Recently back from the Eastern Canadian Championships for my sport has made me come to think about and analyze my performance. Not always do I end up with two gold medals but this time I did. Is there really anything to analyze from this performance. Absolutely.
Winning is a goal of mine but it isn’t the only goal. I think… what happens if I do win? What happens if I lose? If you are 100 per cent caught up on the outcome you may over analyze loses or miss the opportunity to learn how to improve upon a win thinking you did enough.
If you are breaking down your process and outcome after a win then you are on the right track. This post is for those people who did not compete as planned.
In the book Flow In Sports by Jackson & Csikszentmihalyi it says,
Some individuals learn to equate failure at a skill or activity with their own failure as a competent people. This is particularly evident in sport, where athletes are continually being evaluated on performance outcomes. When this becomes the main, or even only, source of feedback an athlete receives, he can come to view himself as “athlete” rather than as a person who take part in athletics. The consequences of failing in athletics then take on greater proportions, being intimately tied up with a sense of self-worth as a person.

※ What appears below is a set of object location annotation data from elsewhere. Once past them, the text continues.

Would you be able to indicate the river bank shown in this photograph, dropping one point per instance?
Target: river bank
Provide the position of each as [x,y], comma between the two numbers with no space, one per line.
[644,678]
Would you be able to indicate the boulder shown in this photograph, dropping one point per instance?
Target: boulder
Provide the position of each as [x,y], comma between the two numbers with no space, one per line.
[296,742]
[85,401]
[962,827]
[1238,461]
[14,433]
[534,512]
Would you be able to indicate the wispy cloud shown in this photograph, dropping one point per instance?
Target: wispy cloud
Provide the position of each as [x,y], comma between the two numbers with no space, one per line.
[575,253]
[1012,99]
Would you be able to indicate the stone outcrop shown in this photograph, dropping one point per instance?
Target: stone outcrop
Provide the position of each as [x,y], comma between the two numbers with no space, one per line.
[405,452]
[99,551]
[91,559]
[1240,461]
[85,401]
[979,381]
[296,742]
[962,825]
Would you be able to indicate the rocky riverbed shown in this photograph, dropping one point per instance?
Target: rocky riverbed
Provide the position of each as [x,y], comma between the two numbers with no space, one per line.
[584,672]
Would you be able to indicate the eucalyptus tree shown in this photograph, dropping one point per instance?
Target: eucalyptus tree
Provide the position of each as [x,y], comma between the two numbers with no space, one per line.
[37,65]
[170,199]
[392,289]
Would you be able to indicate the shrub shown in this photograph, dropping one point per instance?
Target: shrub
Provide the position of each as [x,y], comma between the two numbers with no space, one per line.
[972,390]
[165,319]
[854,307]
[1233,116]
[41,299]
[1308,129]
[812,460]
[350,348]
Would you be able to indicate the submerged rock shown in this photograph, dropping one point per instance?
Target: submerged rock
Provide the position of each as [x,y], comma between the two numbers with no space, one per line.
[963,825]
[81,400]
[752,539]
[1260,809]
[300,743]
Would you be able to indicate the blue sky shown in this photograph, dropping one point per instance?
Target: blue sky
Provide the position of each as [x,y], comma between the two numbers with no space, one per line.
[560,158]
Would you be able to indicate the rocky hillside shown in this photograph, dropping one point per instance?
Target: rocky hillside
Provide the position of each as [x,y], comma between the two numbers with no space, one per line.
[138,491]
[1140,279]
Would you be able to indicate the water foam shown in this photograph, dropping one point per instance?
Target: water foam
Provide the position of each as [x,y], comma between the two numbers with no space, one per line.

This is exactly the case in my sport and indeed in many sports. It is one of the greatest challenges, overcoming a negative performance outcome. By overcome I don’t mean coming out unscathed because you shouldn’t. You should learn from each experience.
I know from experience though that it is hard to hold all of those thoughts inside. It is also very unproductive if you have no one to give you feedback on your performance and thoughts about it.
There is an answer and this is the Art Of Adaptation:
You must change your primary focus from achieving certain outcomes to creating opportunities for optimal performance. Basically, rather than focusing on the win you must be focused on doing your best. In short if you do your best that day that is all you can do.
Selecting goals and basing your performance against your earlier performance is one way to do this and it is much more realistic. This will also produce an improvement in your level of skill and have a better impact of your confidence.
To all those people coming back from the competition who understand. I feel yea!
Tell me about a recent performance in anything, your thought process before, during and after. What did you conclude? How do you focus on creating optimal performance and not focusing on outcomes? How do you stay in the moment?